Les effets de la libéralisation

Dans les années 80, malgré leurs prérogatives dans le secteur du transport public, les comtés n’ont pas porté un grand intérêt au transport ferroviaire, et de nombreuses lignes furent fermées. Mais une véritable renaissance est apparue dès les années 90, quand certaines lignes fermées ont été réouvertes et que de nouvelles conditions cadres étaient établies pour acquérir du nouveau matériel roulant.

L’ancienne société Banverket avait doublé et même triplé ses investissements dans les infrastructures, tandis que l’entreprise SJ bénéficiait d’un allégement considérable de ses charges financières. La séparation de l’infrastructure a aussi permis de montrer au public et aux politiciens le coût réel de la voie ferroviaire : leur responsabilité était cette fois étalée au grand jour, ce qui n’était pas possible auparavant quand les subsides étaient dilués dans un seul groupe public.

Le tableau ci-dessous montre une décroissance des subsides sur quelques exemples de lignes régionales :

Une étude réalisée en 2016 montre qu’en Suède, à l’instar de l’Allemagne, la croissance a été la plus forte dans le secteur régional où se concentrent les contrats de service public. Cependant, certains auteurs expliquent que cette croissance rapide ne doit pas être entièrement attribuée à la régionalisation ferroviaire; une grande partie de cela provient probablement de facteurs externes tels que la croissance des villes et du taux d’emplois en centre-ville. Par conséquent, même si les contrats de service public n’ont pas été le principal déterminant de la croissance du trafic ferroviaire, ils en ont été un facteur contributif.
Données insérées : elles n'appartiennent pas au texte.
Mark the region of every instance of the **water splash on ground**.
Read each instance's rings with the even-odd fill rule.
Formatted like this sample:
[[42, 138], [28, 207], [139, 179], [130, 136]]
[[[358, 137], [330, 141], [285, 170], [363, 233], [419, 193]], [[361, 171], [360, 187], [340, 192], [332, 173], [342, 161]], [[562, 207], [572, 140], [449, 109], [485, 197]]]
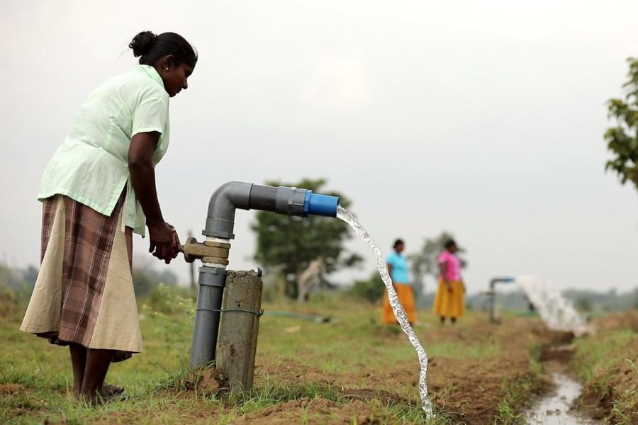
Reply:
[[414, 346], [415, 350], [416, 350], [417, 356], [419, 358], [419, 363], [421, 366], [421, 371], [419, 374], [419, 395], [421, 397], [421, 402], [422, 403], [423, 410], [425, 412], [425, 416], [427, 419], [430, 419], [432, 416], [432, 402], [427, 398], [427, 383], [425, 381], [425, 375], [427, 373], [427, 355], [412, 329], [412, 327], [410, 326], [410, 323], [408, 322], [405, 310], [403, 310], [403, 307], [399, 302], [396, 291], [392, 285], [392, 280], [390, 278], [390, 275], [388, 273], [388, 267], [386, 266], [384, 254], [379, 246], [379, 243], [370, 236], [366, 228], [354, 218], [354, 216], [341, 205], [337, 208], [337, 217], [348, 223], [354, 230], [354, 232], [366, 241], [368, 245], [370, 246], [370, 248], [372, 249], [374, 255], [376, 256], [376, 267], [379, 268], [379, 273], [388, 290], [388, 298], [390, 300], [390, 305], [392, 306], [392, 311], [394, 312], [394, 316], [396, 317], [403, 331], [408, 335], [408, 339], [413, 346]]
[[556, 288], [535, 276], [518, 277], [516, 283], [550, 329], [571, 332], [576, 336], [586, 332], [585, 320]]

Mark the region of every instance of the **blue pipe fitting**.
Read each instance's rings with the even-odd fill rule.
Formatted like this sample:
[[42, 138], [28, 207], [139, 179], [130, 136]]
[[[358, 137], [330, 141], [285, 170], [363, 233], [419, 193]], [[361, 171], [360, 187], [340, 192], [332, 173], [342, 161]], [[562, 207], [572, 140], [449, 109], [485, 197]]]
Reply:
[[306, 202], [303, 204], [304, 217], [310, 215], [323, 215], [324, 217], [337, 217], [337, 206], [339, 198], [329, 195], [318, 195], [308, 191], [306, 193]]

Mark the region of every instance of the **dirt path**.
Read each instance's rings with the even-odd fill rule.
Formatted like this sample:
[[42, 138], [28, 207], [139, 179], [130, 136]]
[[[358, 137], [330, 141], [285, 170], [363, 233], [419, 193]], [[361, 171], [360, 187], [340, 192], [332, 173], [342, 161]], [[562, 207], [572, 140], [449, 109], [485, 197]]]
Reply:
[[[505, 383], [525, 383], [525, 391], [528, 394], [517, 400], [521, 404], [525, 399], [542, 390], [546, 382], [530, 370], [530, 350], [559, 336], [545, 330], [538, 320], [520, 318], [512, 319], [506, 325], [476, 320], [469, 325], [429, 330], [422, 339], [426, 351], [428, 346], [442, 343], [454, 347], [449, 356], [431, 356], [428, 384], [432, 401], [440, 412], [456, 423], [492, 424], [499, 413]], [[482, 355], [469, 352], [471, 347], [481, 344], [498, 348], [493, 353]], [[370, 417], [381, 419], [378, 412], [375, 416], [374, 407], [378, 404], [418, 403], [418, 375], [415, 358], [386, 368], [362, 365], [360, 370], [347, 374], [326, 373], [293, 360], [273, 363], [259, 359], [257, 382], [267, 379], [300, 385], [312, 382], [354, 395], [352, 402], [340, 406], [317, 401], [285, 402], [248, 414], [242, 420], [279, 424], [285, 423], [291, 415], [303, 414], [309, 424], [325, 423], [326, 415], [337, 421], [335, 423], [341, 420], [348, 423], [352, 422], [353, 412], [360, 412], [369, 421]], [[371, 422], [359, 420], [357, 423]]]

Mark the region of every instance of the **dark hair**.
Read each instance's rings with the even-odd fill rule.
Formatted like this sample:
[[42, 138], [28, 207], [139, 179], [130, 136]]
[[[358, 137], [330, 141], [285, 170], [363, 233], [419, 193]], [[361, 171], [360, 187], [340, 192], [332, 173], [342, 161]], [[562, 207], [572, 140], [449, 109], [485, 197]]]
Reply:
[[159, 35], [150, 31], [142, 31], [130, 41], [133, 56], [140, 57], [140, 65], [155, 66], [160, 59], [172, 55], [176, 64], [185, 63], [194, 67], [197, 63], [197, 52], [186, 39], [175, 33], [162, 33]]

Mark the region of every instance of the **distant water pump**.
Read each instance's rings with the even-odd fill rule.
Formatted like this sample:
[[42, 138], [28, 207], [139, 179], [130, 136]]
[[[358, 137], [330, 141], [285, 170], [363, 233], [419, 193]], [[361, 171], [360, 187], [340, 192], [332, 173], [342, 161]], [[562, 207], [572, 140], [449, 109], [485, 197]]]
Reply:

Malgré le manque de données sur les subventions accordées aux chemins de fer en Suède, le soutien par voyageur / km est resté à peu près constant sur la période 1997-2007. Cela démontre que la délégation de service public (DSP) a été relativement efficace pour contrôler les coûts en Suède, tout comme en Allemagne, mais moins en Grande-Bretagne. En France, où il n’y a pas de concurrence sur le segment régional, la croissance du trafic TER résultant de la régionalisation entre 2000 et 2011 a été corrélée à une forte augmentation des subventions publiques d’environ 60% par train-km.

Les nouveaux opérateurs

Les SJ ont perdu leur monopole sur les trains de nuit et sur les trains charter dès 2007, marquant ainsi le début d’une nouvelle phase de réformes supplémentaires visant à l’ouverture du marché. La dernière attribution directe à SJ s’est achevée en 2011. Les décisions en matière de franchisage sont prises par pays ou par autorité régionale par les agences de transport public (PTA). Ces contrats durent entre quatre et onze ans et la plupart sont des contrats à prix coûtant et comportent des clauses de prolongation.

Les nouveaux services offerts par les opérateurs établis ont été limités et peuvent être considérés comme des compléments au service de SJ. C’est-à-dire que ces nouveaux services n’ont pas entraîné de concurrence intense avec SJ. Un peu moins de 50% des kilomètres-passagers en Suède font partie d’un contrat de franchise ou d’un contrat de service public (PSC). Début 2011, huit entreprises exploitaient des services de transport ferroviaire de voyageurs en Suède. Cinq opérateurs autres que SJ AB (ou ses filiales) ont remporté des contrats pour des services subventionnés. SJ gère 60% des kilomètres-passagers du pays relevant d’un CSP et seulement 11% de ses services «commerciaux».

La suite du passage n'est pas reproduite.